Grade level = (0.39 * ASL) + (11.8 * ASW) - 15.59

The value is roughly the school grade level that would be expected to comprehend this passage. Since this is a mechanical test, it’s actually baked into law: insurance contracts in many states are required to be written at a specific grade level.

There are some key assumptions here: average word and average sentence length doesn’t necessarily indicate semantic complexity and it completely ignores elements like sentence structure. But it gives us a handy first pass. Let’s turn this into a python script that can take a raw Markdown file and return the corresponding scores.

Planning

A Markdown file contains simple syntax to indicate formatting. Since I also use Markdown primarily with static site generators or Obsidian, the overall structure will be:

  1. Take a Markdown file as an argument and store the text in a string.
  2. Use regular expressions and the substitute function to strip any formatting elements.
  3. Parse the text to build lists of sentences and words in the text.
  4. Loop through the list of words and count the total number of syllables.
  5. Perform and return the calculations.

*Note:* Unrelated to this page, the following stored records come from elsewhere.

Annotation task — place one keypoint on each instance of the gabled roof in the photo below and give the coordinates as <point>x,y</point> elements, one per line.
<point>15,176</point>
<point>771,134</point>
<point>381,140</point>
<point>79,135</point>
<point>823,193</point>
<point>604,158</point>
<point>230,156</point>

When implementing this, you’ll want to think about the kinds of source documents your parsing. Both Hugo and Obsidian include front matter specified as YAML or TOML, since I don’t want the front-matter contributing to the score of the text, I’ll need to handle that front matter in addition to formatting or other elements of Markdown.

Implementation

I started with a simple method to read the file and return the text. When a user runs the script, they’ll be prompted to specify the path to the file:

def calculate_Markdown_flesch_kincaid(Markdown_file_path):
    """Calculates Flesch-Kincaid score from a Markdown file."""
    try:
        with open(Markdown_file_path, 'r', encoding='utf-8') as file:
            Markdown_content = file.read()
            return calculate_flesch_kincaid(Markdown_content)
    except FileNotFoundError:
        return "File not found.", None
    except Exception as e:
        return f"An error occurred: {e}", None

if __name__ == "__main__":
    Markdown_file = input("Enter the path to your Markdown file: ")
    score, grade = calculate_Markdown_flesch_kincaid(Markdown_file)
    if score is not None:
        print(f"Flesch-Kincaid Score: {score:.2f}")
        print(f"Equivalent Grade Level: {grade}")
    else:
        print(score) #print error message.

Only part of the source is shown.